Menilik Tradisi Syawalan di Kota Pekalongan

By Abdi Satria


nusakini.com-Pekalongan-Syawalan merupakan tradisi masyarakat Kota Pekalongan khususnya masyarakat daerah Krapyak di bagian utara Kota Pekalongan yang dilaksanakan pada setiap hari kedelapan di Hari Raya Idul Fitri.

Bahkan Syawalan yang jatuh pada 8 Syawal merupakan hari yang sangat istimewa dan selalu ditunggu-tunggu oleh warga. Pasalnya, hari itu merupakan hari berkumpulnya ribuan warga untuk bisa silaturahim dan saling berkunjung untuk menikmati segala hidangan yang disediakan secara gratis.

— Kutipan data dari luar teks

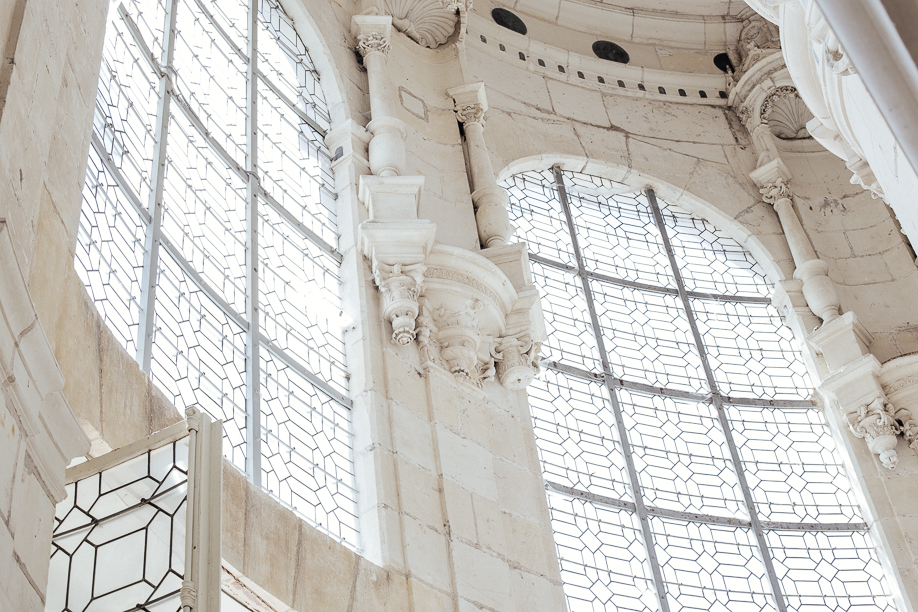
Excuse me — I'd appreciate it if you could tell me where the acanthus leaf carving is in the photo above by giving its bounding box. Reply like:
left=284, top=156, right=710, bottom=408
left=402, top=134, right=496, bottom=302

Hal paling menarik dalam pelaksanaan tradisi ini adalah dibuatnya Lopis Raksasa yang ukurannya mencapai tinggi 2 meter dengan diameter 1,5 meter dan berat mencapai 225 Kg. Setelah acara doa bersama, Lopis Raksasa kemudian dipotong oleh Wali Kota Pekalongan dan dibagi-bagikan kepada para pengunjung.

Para pengunjung biasanya berebut untuk mendapatkan Lopis tersebut yang maksudnya untuk mendapat berkah. Pembuatan Lopis dimaksudkan untuk mempererat tali silaturahim antaranggota masyarakat Krapyak dan dengan masyarakat daerah sekitarnya, hal ini diidentikkan dengan sifat lopis yang lengket.

Masyarakat Krapyak juga biasanya menyediakan makanan ringan dan minuman secara gratis kepada para pengunjung. Jumlah pengunjung pada tradisi ini mencapai ribuan orang yang berasal dari seluruh Kota Pekalongan dan sekitarnya.

Setelah pembagian Lopis selesai, para pengunjung berbondong-bondong ke obyek wisata Pantai Slamaran Indah untuk berlibur bersama keluarga sekadar menikmati kesegaran udara pantai atau menikmati meriahnya hiburan gratis yang telah dipersiapkan masyarakat Krapyak sebelumnya.

Dari mana tradisi ini berasal? Menurut sejarah, sebagaimana dituturkan KH Zaenuddin tokoh masyarakat setempat, orang yang pertama kali memelopori Syawalan adalah KH Abdullah Sirodj, ulama Krapyak yang masih keturunan Tumenggung Bahurekso (Senopati Mataram).

Awalnya KH Abdullah Sirodj rutin melaksanakan puasa Syawal, puasa ini kemudian diikuti masyarakat sekitar Krapyak dan Pekalongan pada umumnya sehingga meski hari raya, mereka tidak bersilaturahim demi menghormati yang masih melanjutkan ibadah puasa Syawal.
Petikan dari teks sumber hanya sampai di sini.